Re: [PATCH] base: arch_topology: Use policy->max to calculate freq_factor

From: Lukasz Luba
Date: Wed Nov 17 2021 - 10:47:09 EST




On 11/17/21 3:17 PM, Rafael J. Wysocki wrote:
On Wed, Nov 17, 2021 at 4:08 PM Lukasz Luba <lukasz.luba@xxxxxxx> wrote:



On 11/17/21 12:49 PM, Rafael J. Wysocki wrote:
On Wed, Nov 17, 2021 at 11:46 AM Lukasz Luba <lukasz.luba@xxxxxxx> wrote:

Hi Rafael,

On 11/16/21 7:05 PM, Rafael J. Wysocki wrote:
On Mon, Nov 15, 2021 at 9:10 PM Thara Gopinath
<thara.gopinath@xxxxxxxxxx> wrote:

cpuinfo.max_freq can reflect boost frequency if enabled during boot.
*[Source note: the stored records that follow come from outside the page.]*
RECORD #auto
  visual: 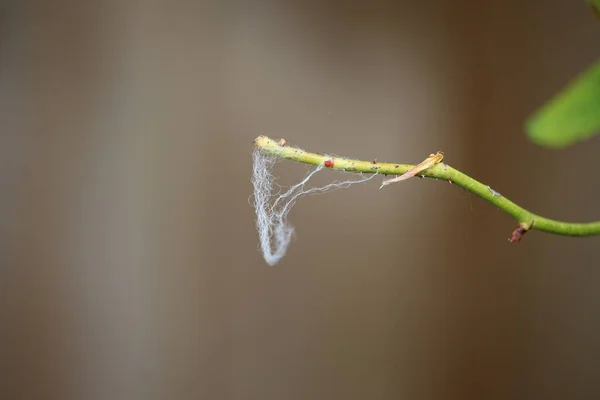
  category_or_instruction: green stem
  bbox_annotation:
[253,135,600,241]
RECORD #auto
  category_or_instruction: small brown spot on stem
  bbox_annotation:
[324,159,335,168]
[508,225,528,243]
[371,159,377,164]
[278,138,287,146]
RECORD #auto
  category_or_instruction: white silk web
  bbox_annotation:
[251,149,377,265]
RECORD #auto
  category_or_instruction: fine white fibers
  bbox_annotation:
[251,149,376,265]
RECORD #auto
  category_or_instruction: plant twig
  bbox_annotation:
[253,135,600,241]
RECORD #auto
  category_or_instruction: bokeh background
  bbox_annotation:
[1,1,600,399]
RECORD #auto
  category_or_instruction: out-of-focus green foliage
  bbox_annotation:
[587,0,600,17]
[525,60,600,149]
[525,2,599,149]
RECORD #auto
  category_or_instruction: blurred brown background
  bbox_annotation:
[1,0,600,399]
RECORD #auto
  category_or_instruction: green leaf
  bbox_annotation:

Since
we don't consider boost frequencies while calculating cpu capacities, use
policy->max to populate the freq_factor during boot up.

I'm not sure about this. schedutil uses cpuinfo.max_freq as the max frequency.

Agree it's tricky how we treat the boost frequencies and also combine
them with thermal pressure.
We probably would have consider these design bits:
1. Should thermal pressure include boost frequency?

Well, I guess so.

Running at a boost frequency certainly increases thermal pressure.

2. Should max capacity 1024 be a boost frequency so scheduler
would see it explicitly?

That's what it is now if cpuinfo.max_freq is a boost frequency.

- if no, then schedutil could still request boost freq thanks to
map_util_perf() where we add 25% to the util and then
map_util_freq() would return a boost freq when util was > 1024


I can see in schedutil only one place when cpuinfo.max_freq is used:
get_next_freq(). If the value stored in there is a boost,
then don't we get a higher freq value for the same util?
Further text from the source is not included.